Published on Tuesday, November 5, 2013 by Andrea Mendes
Do I want grilled cheese or Chef Boyardee? Should I play outside or watch the next episode of Powerpuff Girls? Do I want pigtails or a giant bow in my hair? What were once time consuming decisions that filled my eight-year-old brain became futile as I grew up. One thing never changed; my decisions were impulsive and pleasing for that time.
Gradually the choices we are faced with become more difficult, so why is it that we haven’t changed? You’ve heard your counselors, parents and teachers stress that what we do now could affect us for the rest of our lives, but how often have you actually listened to what they say?
My freshman and sophomore years of high school were spent stuffing my homework into my backpack and not giving much thought to my grades. Instead of making positive choices and working to the best of my abilities to achieve goals, I decided to slack off. I didn’t even take time to consider that colleges would one day see the grades I was making and put no thought into the greater picture.
Somewhere between the end of my sophomore year and the summer going into junior year I had the biggest wake up call. Looking over my transcript and realizing that college was sooner than later shook me to my core and back to reality. The college of my choice wasn’t going to accept the student I was, but maybe they would accept who I knew I could be.
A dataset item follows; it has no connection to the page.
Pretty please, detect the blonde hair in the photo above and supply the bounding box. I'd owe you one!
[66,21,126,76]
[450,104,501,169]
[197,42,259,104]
Ever since then I’ve been working my butt off, just to make up for the time I wasted. If I could go back I’d slap myself for all the times I blew off working hard for something of lesser importance.
I know I’m not the only one faced with choices; many of us, like myself, don’t realize how the decisions we make now will affect us later. What I know now is invaluable, the choices I make are a direct reflection of who I am and they should always represent me in the best manner.
While I’m not advocating that you obsess over the next thing you eat, song you listen to or pair of jeans you buy, I urge that when faced with choices that could alter the course of your life, that you take a moment and think before you act. Whether you’ve spent your entire life, high school career, or just today making bad choices, each and every one of us has the ability to do better. The great thing about life is that tomorrow is a new day, a chance to do better than the day before.